Monday 4 February 2019

Hutcheson's Swiss Pairs

At this prestigious event I was lucky enough to be paired with current Scotland team member John Faben. We were hoping to do quite well, although had handicapped ourselves by agreeing to play all of the bidding system John is using in the Camrose with regular partner Phil Morrison. Of course John knows this well, but I don't, and it was quite a strain trying to remember ten pages of his system notes. On the first board I insisted we swap places so I could be South and wouldn't have any further burden myself by having to enter the scores too.

This is more bridge than I've played in a long time, and I was slightly daunted when tournament director Horst Kopleck announced at noon that the event was a full 48 boards, with the first three rounds taking us up until lunch at 3 pm. I endeavoured to save my energy and not think to much - a tactic which had mixed results.

The event is also open to Juniors, and I was delighted that two of the pairs were pupils from The High School of Glasgow. Two of them actually won a prize (£30) for being the top Junior pair. As it happened we didn't get to play against them, which would have been fun.

John and I won our first match and shot up the field, before shooting back down after losing to Gints and Martin. After that we narrowly won all our matches to finish a creditable 7th equal out of 54 pairs. The winners were Bill Durning & Duncan Rogers, with host John Di Mambro & Douglas Mitchell second. Full results available on the SBU website here.

John and I had relatively few mix-ups, but here's one of them. This was the first hand after lunch:

WNES
1♣* - 1♥ -
1♠ - 2♦*-
3NT---

I had the West hand and opened 1♣, which shows various hands none of which I had. The problem was I thought three of my Diamonds were Hearts and had mis-sorted my hand. After John replied 1♥ I realised what had happened and calmly rebid 1♠. John bid fourth suit forcing (to game), inviting me to raise Hearts or bid NT with a Diamond stop. I did have quite a good Diamond stop so bid 3NT, following the rule that if you're in a mess and need partner to pass bid 3NT or 6NT depending on the level you are at. Thankfully, despite his big Heart suit, John left it in 3NT.

I received a Heart lead, won by the ♥K in dummy, and everyone was a bit surprised when I showed out of Hearts. John did well not to say anything, especially as I had actually revoked earlier in the day. After a Spade finesse and knocking out the ♦A I took a bold finesse of the ♦8 and had ten tricks in the bag. As I cashed the Diamonds I was vaguely aware someone might get squeezed but didn't quite work it out and lost the chance of 11 tricks, still scoring a somewhat undeserved 92% for 3NT+1.

I was pleased to see afterwards one of my pupil pairs also bid and made 3NT+1, while the other made 4♦=, also getting an above average score as many were in a failing 4♥.

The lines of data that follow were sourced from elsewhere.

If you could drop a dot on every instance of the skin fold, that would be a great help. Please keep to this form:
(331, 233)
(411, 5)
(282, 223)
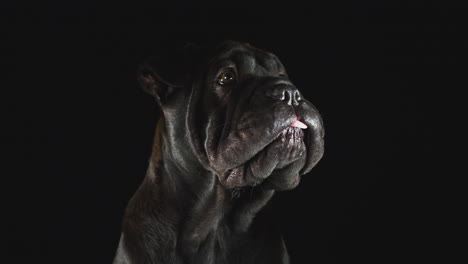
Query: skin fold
(223, 146)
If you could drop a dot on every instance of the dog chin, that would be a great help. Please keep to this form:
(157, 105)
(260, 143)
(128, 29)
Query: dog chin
(287, 149)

John and I got most of the high-level decisions right, pushing the opponent's up and sacrificing when it was profitable. We also bid some part scores aggressively for good results, as John helmed some dicey 4-3 fits. I know that he will be rueing the 6NT-1 that could have made though. My biggest regret is the hand below:

WNES
-- 1♣ -
1♠ - 1NT-
3♥-4♥-
--

I passed the strong West hand, only 9 points after all. We were playing a strong NT so John's 1NT rebid showed 12-14. I invited with 3♥ (also showing 5-5) and he couldn't have much better so bid the game. The defence lead Ace of Hearts and Nine of Hearts. I paused to consider.

Counting losers, I could lose one Heart, one Spade (can't ruff them all now), one Diamond and one Club. So I determined to get rid of my Diamond loser, by winning the second round of Hearts in hand and leading a Club up to dummy. I was hoping the Ace would be onside, and that West, who looked like he wouldn't have any more trumps, wouldn't be able to draw dummy's last trump. But East won the ♣A and returned a trump, and now I'm stuck with two Spade losers and one off.

The winning line is to win the second trump in dummy and finesse Spades, getting to ruff one and still having time to establish the Diamond discard. Of course if the Spade finesse fail the defence can knock out your Ace of Diamonds and you go two down, so now I'm not sure what is best.

Anyway I tried not to let this rattle me, although I did knock a bidding box on the floor shortly afterwards.

As fatigue set in my main bridge lesson was in discards, especially when you are defending an opposing 1NT or 3NT and declarer is obviously going to make it (once there were eight running Clubs in dummy) and you have to throw more cards away then you want to. Twice in the last set I gave away extra overtricks, but made up for it with some spirited bidding and doubles.